Ahh, biometrics. In the race to replace the password, that sadly inadequate Eeyore of the authentication world, is there any part of the body that hasn’t been poked at?
We’ve seen the rise (and fall… and fall again, via an even easier method) of fingerprints, iris recognition (which, like fingerprints, can be tricked with constructed copies), voices, faces, ears, your microbial entourage, and brainprints.
The latest biometric bit of the body to be tested for use in authentication: the skull.
Researchers at the Max Planck Institute for Informatics and the universities of Stuttgart and Saarland conducted a controlled study – with only 10 participants – of the way a sound bounces around a skull and reverberates back, using the bone conduction speaker and microphone integrated into an eyewear computer like Google Glass.
They’re calling the technology SkullConduct.
According to the team’s paper, each of us has a unique, and stable, frequency response when sound is conducted through our skulls.
The team sees a couple of potential applications for the authentication:
- Personalizing eyewear computers. We haven’t heard much on the Google Glass front since it was removed from the realm of the masses and plugged into Google’s Internet of Things department. But the researchers behind SkullConduct note that skull-hugging computers are increasingly being used for training in laboratories, medical documentation, educational purposes, or even during surgeries. In any of those areas, the devices may get swapped around regularly. When a device finds itself installed on a different skull, it could adapt accordingly, they said:
As soon as a user puts on the device, SkullConduct can immediately identify the user and configure user-specific settings, such as preferred applications or system preferences.
- Protecting private content. The researchers note that current head huggers lack protection for the private information they store, which can include social media logins or bank account details. The researchers propose that user authentication could automatically be triggered after a new user puts on a device. What’s more, SkullConduct could be programmed to re-authenticate when specific applications are started, such as a banking application, to ensure that a given user has permission to access such an app.
The researchers claim to have identified users with 97% accuracy and authenticated them with an error rate of 6.9%. That makes SkullConduct worthy as a secure way to identify and authenticate an eyewear computer user, they said.
They note that SkullConduct was tested in a controlled environment, without any background noise. Such noise – which might include people talking in the background, or appliances – might reduce performance.

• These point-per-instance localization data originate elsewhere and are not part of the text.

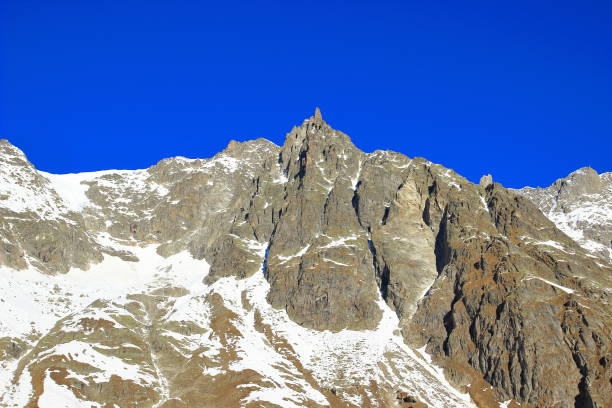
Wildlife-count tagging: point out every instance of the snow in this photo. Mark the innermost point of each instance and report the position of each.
(550, 243)
(106, 366)
(70, 188)
(340, 241)
(59, 396)
(298, 254)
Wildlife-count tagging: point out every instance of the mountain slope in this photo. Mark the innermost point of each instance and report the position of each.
(581, 206)
(311, 274)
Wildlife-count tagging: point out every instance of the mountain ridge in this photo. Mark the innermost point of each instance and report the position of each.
(311, 240)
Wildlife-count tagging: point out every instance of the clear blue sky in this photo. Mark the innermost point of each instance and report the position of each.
(519, 89)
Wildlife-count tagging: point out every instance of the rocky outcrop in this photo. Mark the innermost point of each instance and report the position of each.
(334, 276)
(581, 206)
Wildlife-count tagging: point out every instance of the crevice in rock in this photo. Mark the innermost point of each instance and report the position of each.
(442, 249)
(385, 216)
(381, 272)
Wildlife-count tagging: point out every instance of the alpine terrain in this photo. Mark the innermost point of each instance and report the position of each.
(305, 275)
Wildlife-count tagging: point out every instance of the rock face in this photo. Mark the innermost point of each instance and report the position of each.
(311, 274)
(581, 206)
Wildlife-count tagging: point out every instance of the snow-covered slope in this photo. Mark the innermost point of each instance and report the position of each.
(581, 206)
(83, 318)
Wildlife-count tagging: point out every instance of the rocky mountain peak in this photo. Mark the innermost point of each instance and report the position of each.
(317, 116)
(580, 204)
(307, 275)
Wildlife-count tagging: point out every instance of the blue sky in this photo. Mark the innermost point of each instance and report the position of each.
(522, 90)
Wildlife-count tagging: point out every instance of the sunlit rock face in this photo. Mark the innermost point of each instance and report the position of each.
(307, 275)
(581, 206)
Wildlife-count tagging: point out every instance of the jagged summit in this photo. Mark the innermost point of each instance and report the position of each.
(318, 117)
(307, 275)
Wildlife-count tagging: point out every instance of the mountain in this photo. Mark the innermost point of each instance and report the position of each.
(306, 275)
(581, 206)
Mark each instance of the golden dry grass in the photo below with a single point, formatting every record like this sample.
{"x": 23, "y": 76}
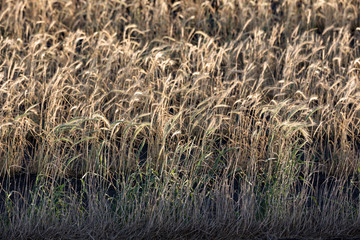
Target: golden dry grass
{"x": 239, "y": 97}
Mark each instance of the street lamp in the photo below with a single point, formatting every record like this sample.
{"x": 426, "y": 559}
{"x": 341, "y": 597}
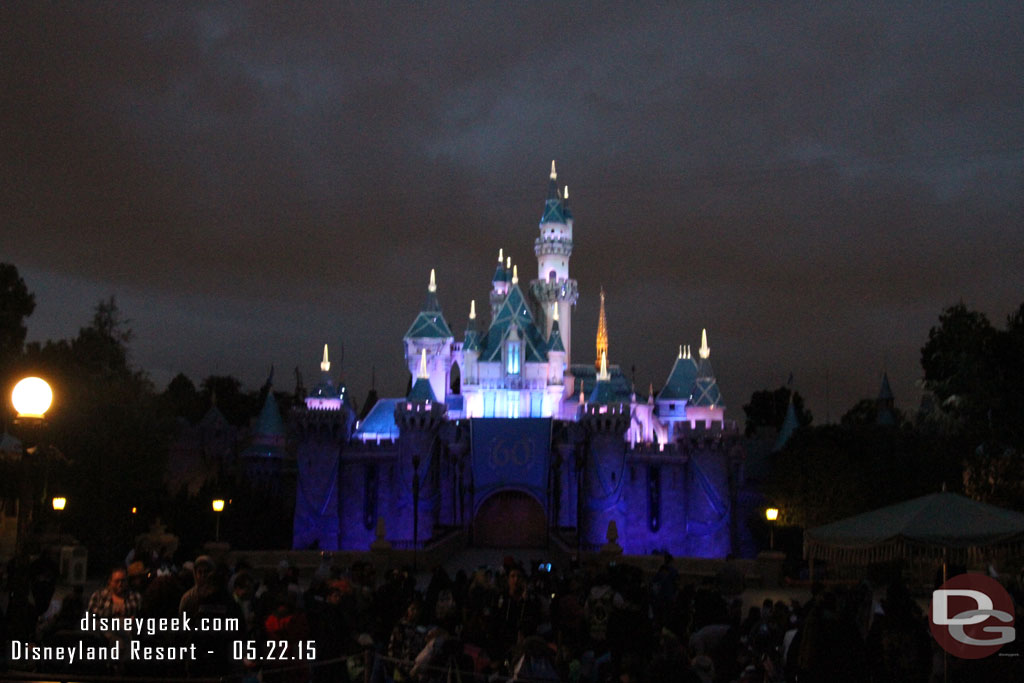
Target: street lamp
{"x": 58, "y": 503}
{"x": 32, "y": 397}
{"x": 771, "y": 514}
{"x": 218, "y": 507}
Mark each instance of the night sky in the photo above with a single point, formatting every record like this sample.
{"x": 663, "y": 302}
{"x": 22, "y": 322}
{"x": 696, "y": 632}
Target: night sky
{"x": 812, "y": 182}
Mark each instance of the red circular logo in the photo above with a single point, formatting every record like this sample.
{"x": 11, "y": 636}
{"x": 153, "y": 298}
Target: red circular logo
{"x": 972, "y": 616}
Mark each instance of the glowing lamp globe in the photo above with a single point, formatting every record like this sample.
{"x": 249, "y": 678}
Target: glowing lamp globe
{"x": 32, "y": 397}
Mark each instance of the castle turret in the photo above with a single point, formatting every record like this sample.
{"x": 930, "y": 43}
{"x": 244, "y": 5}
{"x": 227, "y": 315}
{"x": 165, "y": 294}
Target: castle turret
{"x": 326, "y": 396}
{"x": 553, "y": 249}
{"x": 602, "y": 335}
{"x": 556, "y": 365}
{"x": 500, "y": 284}
{"x": 419, "y": 418}
{"x": 430, "y": 333}
{"x": 706, "y": 400}
{"x": 606, "y": 419}
{"x": 672, "y": 399}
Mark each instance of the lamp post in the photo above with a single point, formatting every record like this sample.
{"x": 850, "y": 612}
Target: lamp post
{"x": 32, "y": 396}
{"x": 58, "y": 503}
{"x": 771, "y": 514}
{"x": 218, "y": 507}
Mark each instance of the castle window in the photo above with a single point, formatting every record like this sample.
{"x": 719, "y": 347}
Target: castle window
{"x": 512, "y": 359}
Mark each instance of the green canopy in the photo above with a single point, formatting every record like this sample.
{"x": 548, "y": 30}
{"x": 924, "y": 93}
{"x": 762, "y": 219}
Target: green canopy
{"x": 931, "y": 525}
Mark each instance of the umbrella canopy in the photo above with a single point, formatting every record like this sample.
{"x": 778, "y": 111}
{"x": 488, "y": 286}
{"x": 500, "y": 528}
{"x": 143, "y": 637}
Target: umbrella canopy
{"x": 928, "y": 525}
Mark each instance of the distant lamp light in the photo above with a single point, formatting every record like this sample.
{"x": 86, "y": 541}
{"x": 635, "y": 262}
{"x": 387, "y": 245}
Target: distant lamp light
{"x": 771, "y": 514}
{"x": 32, "y": 397}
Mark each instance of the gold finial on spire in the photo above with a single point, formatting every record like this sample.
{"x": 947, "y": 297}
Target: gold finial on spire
{"x": 423, "y": 366}
{"x": 602, "y": 333}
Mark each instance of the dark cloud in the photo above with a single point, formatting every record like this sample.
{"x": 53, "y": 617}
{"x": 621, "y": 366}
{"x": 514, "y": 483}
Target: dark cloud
{"x": 812, "y": 183}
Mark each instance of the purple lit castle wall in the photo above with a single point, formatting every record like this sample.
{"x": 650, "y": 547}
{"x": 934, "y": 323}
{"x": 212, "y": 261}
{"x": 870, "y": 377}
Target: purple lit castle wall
{"x": 559, "y": 447}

Weight gain or hair growth might also mess things up.
Image of Human Skull courtesy of Shutterstock.com
5 comments on “Skull echoes can be a password to protect facehugger computers”
It sounds to me like the stress of losing access to your devices might be a very bad thing for someone recovering from a head injury.

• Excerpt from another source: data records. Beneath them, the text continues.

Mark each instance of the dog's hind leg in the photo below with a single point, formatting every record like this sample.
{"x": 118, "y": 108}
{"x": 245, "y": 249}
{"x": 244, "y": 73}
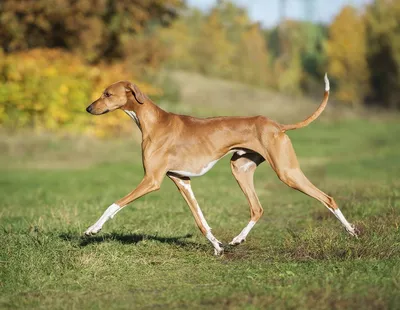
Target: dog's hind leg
{"x": 183, "y": 184}
{"x": 243, "y": 167}
{"x": 284, "y": 161}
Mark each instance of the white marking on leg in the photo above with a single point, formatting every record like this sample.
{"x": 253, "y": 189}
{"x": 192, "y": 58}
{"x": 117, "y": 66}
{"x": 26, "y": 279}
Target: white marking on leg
{"x": 206, "y": 168}
{"x": 214, "y": 241}
{"x": 108, "y": 214}
{"x": 247, "y": 166}
{"x": 327, "y": 86}
{"x": 218, "y": 250}
{"x": 350, "y": 228}
{"x": 243, "y": 234}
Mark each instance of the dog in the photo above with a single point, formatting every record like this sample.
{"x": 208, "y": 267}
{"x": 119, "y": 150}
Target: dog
{"x": 182, "y": 147}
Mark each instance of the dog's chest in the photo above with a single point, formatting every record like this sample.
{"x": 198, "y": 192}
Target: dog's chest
{"x": 196, "y": 170}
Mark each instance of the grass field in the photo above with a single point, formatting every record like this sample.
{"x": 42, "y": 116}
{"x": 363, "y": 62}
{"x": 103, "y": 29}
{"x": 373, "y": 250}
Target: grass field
{"x": 151, "y": 255}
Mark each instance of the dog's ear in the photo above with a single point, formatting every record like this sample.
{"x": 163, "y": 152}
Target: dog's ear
{"x": 137, "y": 93}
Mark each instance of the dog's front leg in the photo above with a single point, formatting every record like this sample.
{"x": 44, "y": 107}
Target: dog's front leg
{"x": 147, "y": 185}
{"x": 184, "y": 187}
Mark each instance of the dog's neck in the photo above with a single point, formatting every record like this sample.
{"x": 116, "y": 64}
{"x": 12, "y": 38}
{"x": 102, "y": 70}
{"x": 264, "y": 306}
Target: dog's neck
{"x": 146, "y": 116}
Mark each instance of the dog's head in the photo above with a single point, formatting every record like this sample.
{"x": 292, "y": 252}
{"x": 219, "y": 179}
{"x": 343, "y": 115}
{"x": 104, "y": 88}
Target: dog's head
{"x": 121, "y": 95}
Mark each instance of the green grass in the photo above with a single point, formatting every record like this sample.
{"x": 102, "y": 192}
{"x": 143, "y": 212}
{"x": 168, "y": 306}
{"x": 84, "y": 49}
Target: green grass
{"x": 151, "y": 255}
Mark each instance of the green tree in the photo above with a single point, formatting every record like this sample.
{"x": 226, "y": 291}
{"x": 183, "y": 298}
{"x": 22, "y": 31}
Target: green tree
{"x": 382, "y": 19}
{"x": 347, "y": 56}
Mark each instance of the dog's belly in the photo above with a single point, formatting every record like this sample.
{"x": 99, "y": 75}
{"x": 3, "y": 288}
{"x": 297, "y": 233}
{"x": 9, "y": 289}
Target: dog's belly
{"x": 196, "y": 172}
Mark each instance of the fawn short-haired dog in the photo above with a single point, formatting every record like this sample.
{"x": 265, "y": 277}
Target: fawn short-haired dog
{"x": 183, "y": 147}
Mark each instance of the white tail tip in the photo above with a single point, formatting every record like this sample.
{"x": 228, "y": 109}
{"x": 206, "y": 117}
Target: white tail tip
{"x": 327, "y": 86}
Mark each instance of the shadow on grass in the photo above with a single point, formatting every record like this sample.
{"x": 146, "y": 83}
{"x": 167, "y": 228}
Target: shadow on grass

“We’re sorry, we’ve discovered a security vulnerability in our eyewear product. We recommend that users change their skull as soon as possible.”
the researchers behind SkullConduct note that skull-hugging computers are increasingly being used … during surgeries
I’m sure the patient’s next of kin will appreciate that they were a part of the 6.9 percent error rate group.

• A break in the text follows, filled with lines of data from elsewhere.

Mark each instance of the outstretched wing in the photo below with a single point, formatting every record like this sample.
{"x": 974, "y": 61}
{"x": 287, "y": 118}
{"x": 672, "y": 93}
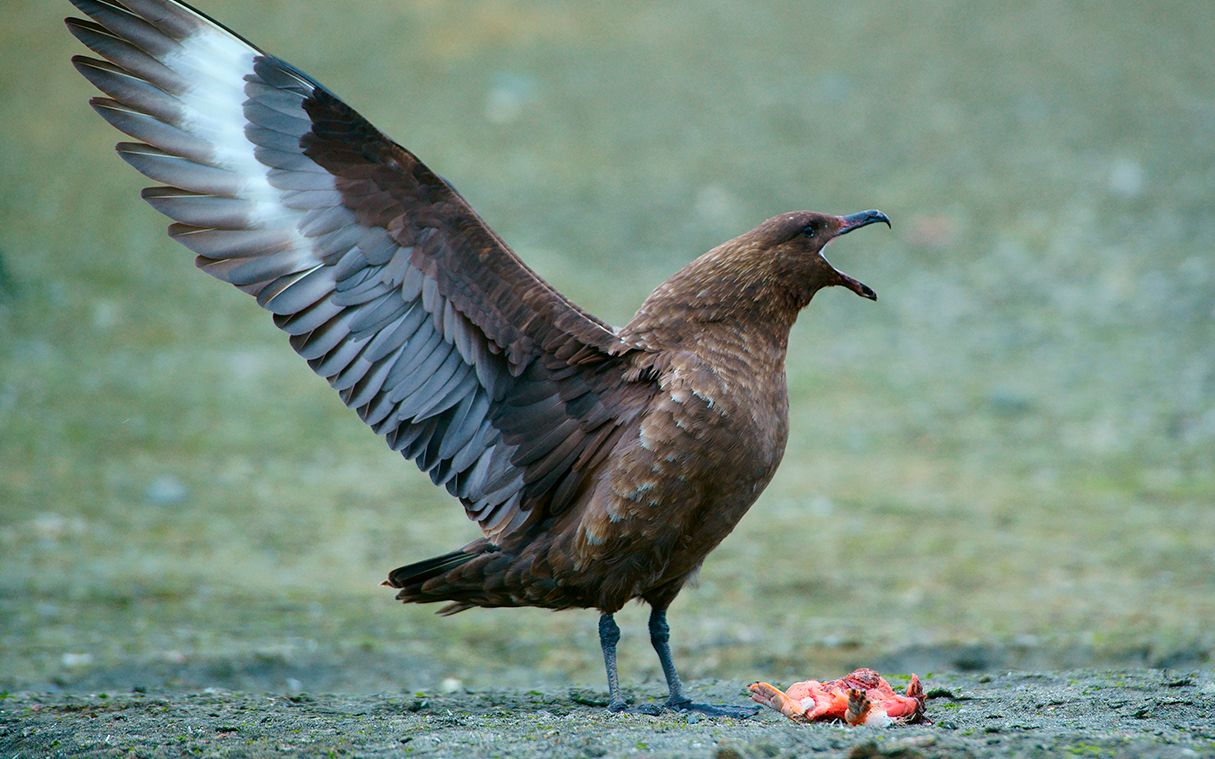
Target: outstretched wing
{"x": 388, "y": 283}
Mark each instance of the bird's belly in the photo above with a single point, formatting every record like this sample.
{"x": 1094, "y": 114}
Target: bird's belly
{"x": 673, "y": 494}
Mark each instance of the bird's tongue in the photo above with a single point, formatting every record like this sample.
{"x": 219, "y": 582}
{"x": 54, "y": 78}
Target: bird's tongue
{"x": 855, "y": 285}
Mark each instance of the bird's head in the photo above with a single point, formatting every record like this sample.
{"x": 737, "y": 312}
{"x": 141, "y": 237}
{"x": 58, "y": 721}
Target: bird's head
{"x": 796, "y": 241}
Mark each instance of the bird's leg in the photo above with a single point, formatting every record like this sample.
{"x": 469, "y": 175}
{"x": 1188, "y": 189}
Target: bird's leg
{"x": 609, "y": 635}
{"x": 660, "y": 635}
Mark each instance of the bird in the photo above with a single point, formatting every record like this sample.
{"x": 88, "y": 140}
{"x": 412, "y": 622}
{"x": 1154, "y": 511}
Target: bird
{"x": 602, "y": 464}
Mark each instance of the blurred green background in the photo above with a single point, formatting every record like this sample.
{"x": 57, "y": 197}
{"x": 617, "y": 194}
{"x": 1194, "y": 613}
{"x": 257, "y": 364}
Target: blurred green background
{"x": 1007, "y": 460}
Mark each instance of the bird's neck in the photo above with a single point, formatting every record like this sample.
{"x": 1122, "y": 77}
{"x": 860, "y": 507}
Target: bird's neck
{"x": 729, "y": 295}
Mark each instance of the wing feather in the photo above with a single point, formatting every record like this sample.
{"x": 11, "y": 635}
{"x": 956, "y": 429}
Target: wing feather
{"x": 388, "y": 283}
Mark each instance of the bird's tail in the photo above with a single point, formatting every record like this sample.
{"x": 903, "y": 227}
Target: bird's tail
{"x": 412, "y": 579}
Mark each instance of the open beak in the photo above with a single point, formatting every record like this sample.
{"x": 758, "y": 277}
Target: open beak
{"x": 855, "y": 221}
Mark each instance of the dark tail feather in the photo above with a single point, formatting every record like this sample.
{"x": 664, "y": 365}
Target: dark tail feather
{"x": 413, "y": 575}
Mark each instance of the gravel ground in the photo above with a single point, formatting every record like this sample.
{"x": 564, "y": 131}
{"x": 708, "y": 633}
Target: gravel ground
{"x": 1085, "y": 713}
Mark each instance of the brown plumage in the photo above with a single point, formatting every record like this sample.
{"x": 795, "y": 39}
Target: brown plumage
{"x": 602, "y": 465}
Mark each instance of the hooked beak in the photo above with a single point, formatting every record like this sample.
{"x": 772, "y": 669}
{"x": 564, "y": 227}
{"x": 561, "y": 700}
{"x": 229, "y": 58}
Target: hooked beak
{"x": 855, "y": 221}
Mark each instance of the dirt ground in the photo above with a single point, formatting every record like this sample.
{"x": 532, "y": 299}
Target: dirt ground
{"x": 1084, "y": 713}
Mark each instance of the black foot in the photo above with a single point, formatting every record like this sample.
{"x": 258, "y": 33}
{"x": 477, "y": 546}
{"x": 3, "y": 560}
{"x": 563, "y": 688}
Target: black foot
{"x": 715, "y": 709}
{"x": 651, "y": 709}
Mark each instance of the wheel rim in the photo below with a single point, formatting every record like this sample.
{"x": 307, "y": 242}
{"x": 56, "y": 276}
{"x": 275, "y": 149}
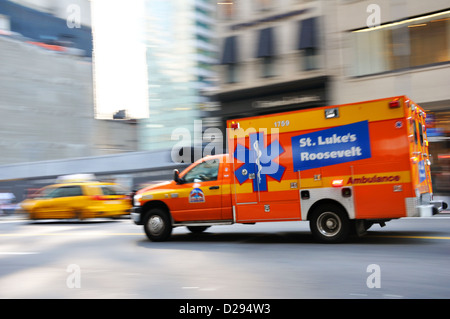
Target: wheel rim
{"x": 156, "y": 225}
{"x": 329, "y": 224}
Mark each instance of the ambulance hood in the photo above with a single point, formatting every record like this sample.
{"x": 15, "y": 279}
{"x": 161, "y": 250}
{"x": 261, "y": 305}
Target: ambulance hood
{"x": 159, "y": 185}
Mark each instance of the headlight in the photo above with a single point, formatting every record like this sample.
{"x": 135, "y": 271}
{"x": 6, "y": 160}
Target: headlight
{"x": 136, "y": 200}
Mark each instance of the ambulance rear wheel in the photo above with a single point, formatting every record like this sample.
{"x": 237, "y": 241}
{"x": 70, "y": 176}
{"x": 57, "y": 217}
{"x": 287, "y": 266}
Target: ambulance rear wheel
{"x": 157, "y": 225}
{"x": 197, "y": 229}
{"x": 329, "y": 223}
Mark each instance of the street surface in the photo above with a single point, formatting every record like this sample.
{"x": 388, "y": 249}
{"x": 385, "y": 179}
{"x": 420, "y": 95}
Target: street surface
{"x": 409, "y": 258}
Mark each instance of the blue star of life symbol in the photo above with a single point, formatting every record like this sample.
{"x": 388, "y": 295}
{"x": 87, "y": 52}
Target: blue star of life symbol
{"x": 259, "y": 162}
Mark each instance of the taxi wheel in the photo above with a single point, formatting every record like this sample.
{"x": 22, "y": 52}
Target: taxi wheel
{"x": 157, "y": 225}
{"x": 329, "y": 223}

How could they get a 97% correct with 10 people? Wouldn’t that mean 9.7 people??? Even if you take the 9 people, it really means nothing… When they do this with 100’s of thousands then maybe they have something….
I presume they mean that 97% of the time they tried to pick one out of the 10 people, they were right. (They didn’t just test against each person once 🙂
But I share your opinion: underwhelmed. An error rate of 3% for authentication, from a sample set of 10 people…sounds pretty useless to me.